‘Why couldn’t I have been the perfect one? The one who’s … cherished.’ Mouse watches Soli pacing the room like a dog in the back of a stationary pick-up.
‘The squeaky wheel on the bike always gets the attention, mate,’ she responds, fierce, like he should get it. ‘They never worry about me. I never get any hovering. And I don’t look like any of you guys, either.’ You lean; there’s a pale, soft underbelly in her voice that she rarely allows out. ‘Maybe I was adopted.’ Tremulous, younger than she’s sounded for years. Oh, love. She’s blue-eyed and black-haired and none of the rest of you are but it means nothing and you need to tell her, enfold her in your arms; need to tell her how vividly different all your three children are and it constantly amazes you. Need to tell her that when you were pregnant with her Motl would put his hand on the drum of your belly and a calmness would bloom through you; need to tell her that as a tiny baby she taught you to relinquish control, to shed selfishness, and you’re so grateful for that.
‘You’ve got Mum’s laugh,’ Tidge says brightly. That boy. It’s as if he’s permanently surrounded by bluebells and daisies when there’s not a bluebell or daisy in sight.
‘Not lately, mate.’
‘Well, we could all do with it back,’ Mouse says by way of apology.
A soft quiet. Peace at last. They need this. When the twins were in utero they’d jump awake when they heard Soli’s toddler cry, so blood-bound, all of them, and over the years the fundamental force of that has been lost.
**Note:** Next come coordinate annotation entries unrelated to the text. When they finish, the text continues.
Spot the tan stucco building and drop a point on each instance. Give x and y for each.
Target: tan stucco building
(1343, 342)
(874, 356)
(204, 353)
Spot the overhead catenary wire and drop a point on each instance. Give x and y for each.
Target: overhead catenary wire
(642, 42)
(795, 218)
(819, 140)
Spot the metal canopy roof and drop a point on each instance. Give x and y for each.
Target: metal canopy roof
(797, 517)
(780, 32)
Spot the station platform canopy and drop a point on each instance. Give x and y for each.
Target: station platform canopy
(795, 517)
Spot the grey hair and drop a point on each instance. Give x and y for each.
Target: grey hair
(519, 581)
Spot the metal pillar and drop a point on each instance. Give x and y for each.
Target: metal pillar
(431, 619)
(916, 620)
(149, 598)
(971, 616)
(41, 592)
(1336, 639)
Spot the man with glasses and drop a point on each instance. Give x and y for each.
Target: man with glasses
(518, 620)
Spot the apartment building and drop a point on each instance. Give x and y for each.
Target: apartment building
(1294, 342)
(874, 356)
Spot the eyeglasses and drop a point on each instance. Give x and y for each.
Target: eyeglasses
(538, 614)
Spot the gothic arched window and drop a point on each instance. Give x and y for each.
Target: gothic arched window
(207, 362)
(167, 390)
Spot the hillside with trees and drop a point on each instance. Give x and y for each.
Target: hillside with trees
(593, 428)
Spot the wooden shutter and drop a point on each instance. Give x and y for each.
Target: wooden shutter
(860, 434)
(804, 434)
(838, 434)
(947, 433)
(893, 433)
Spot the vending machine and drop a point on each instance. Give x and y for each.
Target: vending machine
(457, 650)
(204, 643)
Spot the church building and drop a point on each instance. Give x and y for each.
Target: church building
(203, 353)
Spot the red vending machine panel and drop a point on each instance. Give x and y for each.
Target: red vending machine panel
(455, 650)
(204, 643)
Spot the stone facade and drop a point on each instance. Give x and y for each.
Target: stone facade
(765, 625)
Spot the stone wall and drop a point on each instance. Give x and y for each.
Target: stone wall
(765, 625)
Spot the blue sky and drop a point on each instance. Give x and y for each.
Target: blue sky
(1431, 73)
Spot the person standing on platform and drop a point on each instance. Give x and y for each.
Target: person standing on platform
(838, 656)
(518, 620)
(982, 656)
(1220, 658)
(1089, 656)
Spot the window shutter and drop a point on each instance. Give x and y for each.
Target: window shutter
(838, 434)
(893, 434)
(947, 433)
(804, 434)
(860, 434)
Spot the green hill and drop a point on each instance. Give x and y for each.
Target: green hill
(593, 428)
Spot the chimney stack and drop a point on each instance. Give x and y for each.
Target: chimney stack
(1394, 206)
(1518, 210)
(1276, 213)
Perhaps, perhaps, this room can knit it back.
Mouse flops down on the bed and opens out his arms. A cuddle’s needed. ‘Sis?’ He clings then pulls her off in alarm. ‘Where are you?’ Running his hands over her skinniness, feeling her bones, the jittery pulse of her flesh. And the bananas going off, and the apples bruised, and two days now up.
Engineers fashion wells, carpenters fashion wood, the wise fashion themselves.